My year-end review and planning regimen. [Tweet this]

Another important part of my end-of-year regimen is reviewing my overall expenses and comparing them to my previous year’s budget. I do this largely to check for trends but I don’t believe expenses in retirement are very predictable.

Recurring expenses are somewhat predictable, though David Blanchett, who publishes extensive research on retirement spending, tells me that there is significant volatility in year-to-year retirement spending. Include spending shocks and expenses aren’t predictable at all.Spending shocks are by definition low-probability events. Nassem Taleb tells us (and, in fact, told Congress[2]) that low-probability events are simply unpredictable. Last December, for example, I didn’t expect to have to replace two HVAC systems and a car this year. I expected to paint my house but wasn’t prepared for the extensive carpentry repairs that painters would find I needed. I didn’t expect to have substantial uninsured medical bills.

I have learned to expect significant unplanned expenses. Those who think they can predict retirement spending are, again, overconfident.

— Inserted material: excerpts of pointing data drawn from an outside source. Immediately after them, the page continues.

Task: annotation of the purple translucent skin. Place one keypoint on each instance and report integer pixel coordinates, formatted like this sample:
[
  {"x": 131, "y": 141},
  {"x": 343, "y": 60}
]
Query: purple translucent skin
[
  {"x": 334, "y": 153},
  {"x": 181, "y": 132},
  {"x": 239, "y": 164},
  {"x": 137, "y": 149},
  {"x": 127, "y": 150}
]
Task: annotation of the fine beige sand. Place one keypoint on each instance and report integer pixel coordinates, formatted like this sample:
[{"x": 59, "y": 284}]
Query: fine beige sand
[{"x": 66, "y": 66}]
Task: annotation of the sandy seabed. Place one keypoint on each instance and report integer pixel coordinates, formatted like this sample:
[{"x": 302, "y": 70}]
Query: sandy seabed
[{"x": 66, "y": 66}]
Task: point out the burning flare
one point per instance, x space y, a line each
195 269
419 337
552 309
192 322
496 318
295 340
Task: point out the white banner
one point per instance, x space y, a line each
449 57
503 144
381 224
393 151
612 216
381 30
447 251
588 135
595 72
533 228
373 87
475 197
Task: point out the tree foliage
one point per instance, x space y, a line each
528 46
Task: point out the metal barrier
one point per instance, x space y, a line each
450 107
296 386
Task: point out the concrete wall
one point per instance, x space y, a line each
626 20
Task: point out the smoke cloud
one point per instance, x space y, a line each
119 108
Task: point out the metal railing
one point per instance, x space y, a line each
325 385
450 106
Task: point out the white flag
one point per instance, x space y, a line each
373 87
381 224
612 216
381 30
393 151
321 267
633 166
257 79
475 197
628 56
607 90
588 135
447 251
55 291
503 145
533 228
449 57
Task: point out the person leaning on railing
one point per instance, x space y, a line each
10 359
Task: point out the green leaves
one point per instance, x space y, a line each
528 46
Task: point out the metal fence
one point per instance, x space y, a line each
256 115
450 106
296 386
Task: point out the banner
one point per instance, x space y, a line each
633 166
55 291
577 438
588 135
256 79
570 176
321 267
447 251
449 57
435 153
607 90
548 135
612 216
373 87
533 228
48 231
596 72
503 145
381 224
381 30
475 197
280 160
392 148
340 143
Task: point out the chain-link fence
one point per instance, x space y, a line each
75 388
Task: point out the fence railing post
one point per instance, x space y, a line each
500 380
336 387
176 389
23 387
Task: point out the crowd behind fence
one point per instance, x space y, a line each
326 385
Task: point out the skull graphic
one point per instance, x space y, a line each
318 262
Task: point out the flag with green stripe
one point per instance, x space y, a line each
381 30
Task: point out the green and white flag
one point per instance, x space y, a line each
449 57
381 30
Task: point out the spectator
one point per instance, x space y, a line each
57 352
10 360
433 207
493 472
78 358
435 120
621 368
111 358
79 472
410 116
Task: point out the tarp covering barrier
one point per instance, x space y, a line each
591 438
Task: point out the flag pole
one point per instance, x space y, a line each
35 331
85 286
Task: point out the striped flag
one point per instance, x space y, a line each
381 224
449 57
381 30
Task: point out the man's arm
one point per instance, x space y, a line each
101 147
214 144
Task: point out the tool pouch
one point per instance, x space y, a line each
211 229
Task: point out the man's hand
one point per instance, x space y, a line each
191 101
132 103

Once I review previous year spending, planned spending for the coming year, and my portfolio allocation, I recalculate a  budgetary spending amount for the coming year, knowing that if a storm takes off my roof I will have it repaired and if a child has uninsured medical expenses I will pay them, budgeted or not.

This annual recalculation of spending risk is a basic concept. Regardless of what the 4% Rule suggests that you can spend every year of retirement, the actual "safe-spending" amount varies up and down, often significantly, depending on your market returns, unexpected expenses, marital status, and age. There is no reasonable fixed amount that you can safely spend throughout retirement from a volatile portfolio.

Unfortunately, this notion has been accepted by many retirees. I overheard two college profs discussing retirement one morning at my local coffee shop. One declared that she simply had no idea how much of her retirement savings she could spend. The other replied, “It’s simple. Just spend 4%.”It’s simple but wrong. Retirement finance has no cruise control.

Mention end-of-year planning and most people immediately think of taxes. I have always found tax-planning to be more tactical than strategic because you never know when Congress will make major changes to the tax code, as they did in 2017, and destroy your plans.

In the past, I have used excess deductions to generate tax-free or low-tax Roth conversions in December. After my taxes were calculated the following spring, I would recharacterize any part of the conversion that generated more tax. Recharacterization is no longer allowed but the rest of the tactic is still viable if you are careful not to "over-convert." You can no longer put money back into your IRA the following year.I estimate my taxes with a calculator called “TAXSIM” provided by NBER.[3]


Retirement finance has no cruise control.

That’s basically my end-of-year regimen. It isn’t very complicated but it works for me. I also record my data to compare to next year’s results.

I don't spend hours and hours on my year-end reviews and planning because I know that any answer I produce will be at best an educated guess that will need to be updated next December. The critical factors of my plan are largely unpredictable – how long I will live, my health, market returns, and expenses.

I don't lose sleep over market declines or check my portfolio balance excessively because my portfolio reflects my risk tolerance.

If any of these are problems for you, then you might need a more suitable retirement plan.